During the starting of liberty release, the RDO CI used to break due to missing packages. It was then I learned about RPM packaging and started fixing those packages. Currently, I am maintaining 16 Fedora packages and have learned a lot on how to fix packages when things went wrong.
At the same time, I had started sending out RDO Bug Statistics to the RDO mailing list. It’s a plain text report of how many new bugs were filed for different component, linked with the RDO product from Bugzilla, with comparisons to the previous week. You can look out for RDO bug statistics email on every Wednesday on the RDO mailing list.
I am also involved in Python3 porting and including test requirements for RDO packages, which are still in progress. I learned how to help other package maintainers to improve their packages, which are consumed as a dependency in RDO.
In last three months, I worked with the CERN guys to package Magnum and Magnum client, where I learned how a new OpenStack service is packaged and imported in RDO.

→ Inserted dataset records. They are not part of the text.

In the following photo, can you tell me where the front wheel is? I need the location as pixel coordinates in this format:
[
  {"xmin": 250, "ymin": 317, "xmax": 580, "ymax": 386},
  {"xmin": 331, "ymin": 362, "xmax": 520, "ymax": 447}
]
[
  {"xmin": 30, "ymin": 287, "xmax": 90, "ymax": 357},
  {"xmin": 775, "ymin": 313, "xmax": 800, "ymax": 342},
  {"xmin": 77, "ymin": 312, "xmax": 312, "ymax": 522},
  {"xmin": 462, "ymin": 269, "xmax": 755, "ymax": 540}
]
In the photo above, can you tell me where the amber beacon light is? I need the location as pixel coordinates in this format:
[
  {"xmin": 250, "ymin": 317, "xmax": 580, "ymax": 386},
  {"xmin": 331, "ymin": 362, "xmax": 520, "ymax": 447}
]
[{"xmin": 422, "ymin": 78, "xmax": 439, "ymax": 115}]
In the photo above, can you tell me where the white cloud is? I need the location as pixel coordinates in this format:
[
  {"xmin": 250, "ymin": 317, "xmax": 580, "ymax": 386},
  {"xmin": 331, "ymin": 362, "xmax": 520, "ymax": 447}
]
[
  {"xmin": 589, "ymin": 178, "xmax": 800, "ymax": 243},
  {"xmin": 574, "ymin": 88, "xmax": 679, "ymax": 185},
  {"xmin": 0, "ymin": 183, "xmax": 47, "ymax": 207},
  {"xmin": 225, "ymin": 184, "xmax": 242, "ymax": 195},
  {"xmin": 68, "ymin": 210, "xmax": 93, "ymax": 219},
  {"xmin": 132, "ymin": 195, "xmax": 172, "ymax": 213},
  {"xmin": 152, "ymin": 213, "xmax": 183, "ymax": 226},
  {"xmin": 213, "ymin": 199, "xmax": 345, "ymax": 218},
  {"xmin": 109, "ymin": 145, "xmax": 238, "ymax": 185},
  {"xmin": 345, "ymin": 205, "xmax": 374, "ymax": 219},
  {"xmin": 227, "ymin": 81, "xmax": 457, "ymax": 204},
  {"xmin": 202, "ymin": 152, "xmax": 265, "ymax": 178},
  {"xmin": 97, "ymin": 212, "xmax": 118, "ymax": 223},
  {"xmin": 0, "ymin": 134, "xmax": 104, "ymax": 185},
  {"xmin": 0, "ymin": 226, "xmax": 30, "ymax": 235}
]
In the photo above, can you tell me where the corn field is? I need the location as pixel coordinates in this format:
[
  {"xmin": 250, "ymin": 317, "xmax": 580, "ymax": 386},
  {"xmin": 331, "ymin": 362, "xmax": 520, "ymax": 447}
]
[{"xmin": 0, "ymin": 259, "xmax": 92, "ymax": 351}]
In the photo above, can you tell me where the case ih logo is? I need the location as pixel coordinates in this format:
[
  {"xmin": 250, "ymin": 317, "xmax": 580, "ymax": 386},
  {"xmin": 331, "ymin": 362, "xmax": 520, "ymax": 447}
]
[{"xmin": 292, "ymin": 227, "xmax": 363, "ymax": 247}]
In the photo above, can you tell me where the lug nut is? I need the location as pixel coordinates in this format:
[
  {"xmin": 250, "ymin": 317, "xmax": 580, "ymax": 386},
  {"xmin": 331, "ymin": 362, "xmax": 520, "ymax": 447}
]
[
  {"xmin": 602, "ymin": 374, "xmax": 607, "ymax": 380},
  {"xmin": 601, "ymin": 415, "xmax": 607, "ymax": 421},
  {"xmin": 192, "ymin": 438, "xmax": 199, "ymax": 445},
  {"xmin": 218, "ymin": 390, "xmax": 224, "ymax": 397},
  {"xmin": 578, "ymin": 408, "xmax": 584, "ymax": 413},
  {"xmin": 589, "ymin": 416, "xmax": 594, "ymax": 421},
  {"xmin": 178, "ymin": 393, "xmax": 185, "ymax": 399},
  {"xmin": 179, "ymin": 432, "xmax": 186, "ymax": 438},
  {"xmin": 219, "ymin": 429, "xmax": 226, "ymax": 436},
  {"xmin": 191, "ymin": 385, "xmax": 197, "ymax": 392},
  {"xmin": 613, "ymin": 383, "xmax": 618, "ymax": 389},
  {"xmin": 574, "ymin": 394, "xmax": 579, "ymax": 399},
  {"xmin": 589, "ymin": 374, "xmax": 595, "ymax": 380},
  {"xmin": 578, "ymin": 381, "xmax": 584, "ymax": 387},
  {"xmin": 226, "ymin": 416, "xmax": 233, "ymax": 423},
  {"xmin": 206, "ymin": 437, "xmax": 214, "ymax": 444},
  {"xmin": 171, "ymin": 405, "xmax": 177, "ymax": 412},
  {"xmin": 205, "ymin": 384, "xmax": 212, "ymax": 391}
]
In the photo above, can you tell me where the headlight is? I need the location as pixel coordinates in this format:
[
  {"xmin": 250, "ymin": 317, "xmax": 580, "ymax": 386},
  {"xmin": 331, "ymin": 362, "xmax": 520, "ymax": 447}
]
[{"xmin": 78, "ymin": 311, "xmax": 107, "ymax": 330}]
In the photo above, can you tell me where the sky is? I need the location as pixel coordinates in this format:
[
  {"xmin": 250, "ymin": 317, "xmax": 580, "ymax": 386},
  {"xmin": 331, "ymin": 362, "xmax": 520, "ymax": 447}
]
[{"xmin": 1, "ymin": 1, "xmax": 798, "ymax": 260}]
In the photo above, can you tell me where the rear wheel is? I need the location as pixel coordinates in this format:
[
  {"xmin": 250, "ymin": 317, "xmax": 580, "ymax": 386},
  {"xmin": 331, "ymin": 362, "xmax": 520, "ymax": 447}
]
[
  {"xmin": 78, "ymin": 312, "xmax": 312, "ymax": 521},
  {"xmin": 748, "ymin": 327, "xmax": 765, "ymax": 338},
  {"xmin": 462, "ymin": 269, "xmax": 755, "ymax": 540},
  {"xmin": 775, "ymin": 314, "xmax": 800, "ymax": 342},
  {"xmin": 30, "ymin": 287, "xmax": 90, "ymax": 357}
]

Apart from that, I am contributing to the Delorean Project which powers the RDO CI and the RDO website during DOC and RDO test days. I’ve been also maintaining 4 RDO packages.
So, is contributing to RDO easy? Yes.
- Are you a newcomer (want to dive into OpenStack)?
- First try and test it using RDO Project quick start guide and get your cloud running in 15 minutes.
- Next, try out different scenarios and configure OpenStack services using RDO website documentation, look for anything wrong or enhancements that can be made in the documentation. RDO Project website source is on Github and requires Markdown, so feel free to create an issue and send a pull request.
- Participate in weekly RDO meeting every Wednesday on #rdo channel on Freenode. Take action items and participate in the conversation. It will help you to know what is happening in the community and what’s new coming.
- Check the RDO Bug stats each Wednesday and help them in getting it traised.
- Participate in RDO Docs day and Mitaka RDO test days.
- Help in answering OpenStack Questions on ask.openstack.org
- Learn RPM packaging and start reviewing new package review bugs and fix the spec of RDO Packaging.
- Know Python, contribute to Delorean and rdopkg which powers the RDO packages development.
- Look for issues in the OpenStack services and feel free to report the issue to the OpenStack upstream.
Lastly, contributing to RDO Project helps you to contribute to OpenStack upstream and also helps growing the RDO Community.